Enjoy guys!
Jangan lupa vote dan comment😘
.
.
***
"Pegang tanganku!" perintah Taehyung sambil mengulurkan tangannya ke arah Jennie ketika mereka turun dari mobil. Taehyung nampak tampan dengan setelan Armani-nya. Rambutnya di sisir rapi seolah-olah ia terlahir dengan potongan rambut seperti itu. Wajahnya bebas dari bayangan kumis dan jambang, ia terlihat seperti seorang Pangeran sementara Jennie sebagai Putri Mahkota.
Mereka terlihat sempurna.
"Aku tidak ingin terlalu lama disini." ucap Jennie seraya menyambut uluran tangan Taehyung.
Taehyung tersenyum manis. "Tidak masalah. Setelah 30 menit kita disini, aku akan membawamu ke suatu tempat. Apa kau ingin menginap di villa-ku yang lainnya?" goda Taehyung. Tangannya meremas lembut tangan Jennie.
"Kau brengsek!" desis Jennie tanpa takut sedikitpun.
Mendengar itu Taehyung bukannya marah, melainkan tertawa. Ia menarik Jennie agar segera memasuki rumah Namjoon.
"Terserah apa katamu. Yang penting kau milikku, kau mengerti? Ingat, tersenyumlah saat kita berada di dalam. Kalau tidak, aku tidak segan-segan menciummu."
Jennie telah terbiasa dengan ancaman-ancaman Taehyung. Ia juga terbiasa untuk mematuhinya. Karena pria seperti Taehyung benar-benar memegang ucapannya. Jadi, Jennie tidak punya pilihan lain.
Ia memasang senyuman manis saat kaki mereka melangkah memasuki rumah Namjoon yang tak kalah besar dari rumah Taehyung itu.
Taehyung dan Jennie langsung di sambut oleh Rose dan Jisoo. Jennie begitu lega ketika Rose menghampiri mereka. Ia melepaskan tangannya dari genggaman Taehyung tatkala Rose dan Jisoo menyeretnya ke sudut rumah, jauh dari Taehyung dan teman-temannya. Sementara itu beberapa wanita cantik yang berpakaian elegan dan terbuka tak habis-habisnya melotot ke arah Jennie.

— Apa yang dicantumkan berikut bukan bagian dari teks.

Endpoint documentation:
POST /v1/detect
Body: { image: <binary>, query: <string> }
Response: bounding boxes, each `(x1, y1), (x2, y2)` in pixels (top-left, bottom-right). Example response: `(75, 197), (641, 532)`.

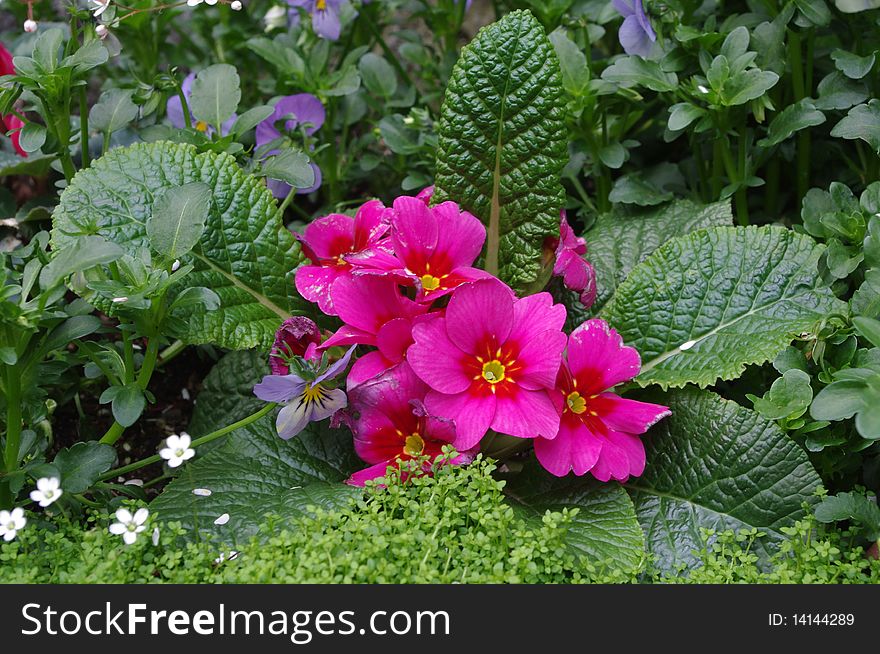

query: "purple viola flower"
(287, 0), (345, 41)
(254, 345), (357, 440)
(613, 0), (657, 57)
(256, 93), (326, 198)
(165, 73), (238, 136)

"Jisoo, selamat hari jadi pernikahanmu yang pertama." ucap Jennie demi mengalihkan perhatiannya dari tatapan tamu-tamu wanita disana.

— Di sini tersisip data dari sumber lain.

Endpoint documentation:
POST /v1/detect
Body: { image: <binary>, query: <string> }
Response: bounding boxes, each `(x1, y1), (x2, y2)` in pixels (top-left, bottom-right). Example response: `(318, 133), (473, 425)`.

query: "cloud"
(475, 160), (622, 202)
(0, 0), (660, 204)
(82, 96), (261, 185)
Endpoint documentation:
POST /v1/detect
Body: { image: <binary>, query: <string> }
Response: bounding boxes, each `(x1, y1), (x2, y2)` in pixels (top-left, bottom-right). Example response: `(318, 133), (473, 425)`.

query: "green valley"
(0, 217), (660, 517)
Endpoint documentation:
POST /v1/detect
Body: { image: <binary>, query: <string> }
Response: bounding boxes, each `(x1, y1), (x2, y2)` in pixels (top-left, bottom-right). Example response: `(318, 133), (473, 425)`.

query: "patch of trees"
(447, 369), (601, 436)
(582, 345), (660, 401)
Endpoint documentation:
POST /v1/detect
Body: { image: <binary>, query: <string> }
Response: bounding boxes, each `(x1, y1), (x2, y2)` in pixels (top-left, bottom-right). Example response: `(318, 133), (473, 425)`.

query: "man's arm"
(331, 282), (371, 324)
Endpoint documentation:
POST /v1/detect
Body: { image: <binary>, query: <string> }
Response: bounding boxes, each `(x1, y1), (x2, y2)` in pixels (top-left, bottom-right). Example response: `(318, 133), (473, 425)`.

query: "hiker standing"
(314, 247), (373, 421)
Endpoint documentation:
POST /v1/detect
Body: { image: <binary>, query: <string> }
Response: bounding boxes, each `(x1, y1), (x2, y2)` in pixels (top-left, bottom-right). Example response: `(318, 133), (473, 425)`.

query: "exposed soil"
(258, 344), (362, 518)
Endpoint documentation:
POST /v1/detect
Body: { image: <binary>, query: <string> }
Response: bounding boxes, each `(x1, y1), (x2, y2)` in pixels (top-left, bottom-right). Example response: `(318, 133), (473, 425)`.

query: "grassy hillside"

Jisoo tersenyum manis. "Terimakasih, Jennie. Aku senang kau datang."
Jennie mengangguk. Sebenarnya ia juga senang menjadi bagian dari pesta ini, hanya saja ia tidak senang dengan partner-nya.
"Gaun yang indah, Jennie." puji Jisoo lalu memberikan segelas champagne kepada Jennie.
Jennie menerimanya dengan canggung. Ini sudah yang kedua kalinya ia berada di pesta mewah seperti sekarang. Yang pertama saat pernikahan kakaknya. Namun atmosfer pesta Namjoon dan Jisoo baginya lebih menyeramkan, mengingat ia harus dalam pengawasan Taehyung.
"Kau benar-benar sangat cantik. Siapa yang memilihkan gaun ini untukmu?" kali ini Rose berkomentar.
"Eh... gaun ini pilihanku sendiri, tetapi... ehm.. Taehyung yang memberinya." jawab Jennie gugup.
"Benarkah?"
Jisoo dan Rose nampak sedikit terkejut. Jennie heran mengapa harus bereaksi seperti itu. Wajar saja Taehyung membelikan gaun dan perhiasan mahal kepada seorang wanita yang menjadi partner di pesta temannya. Pria itu banyak uang.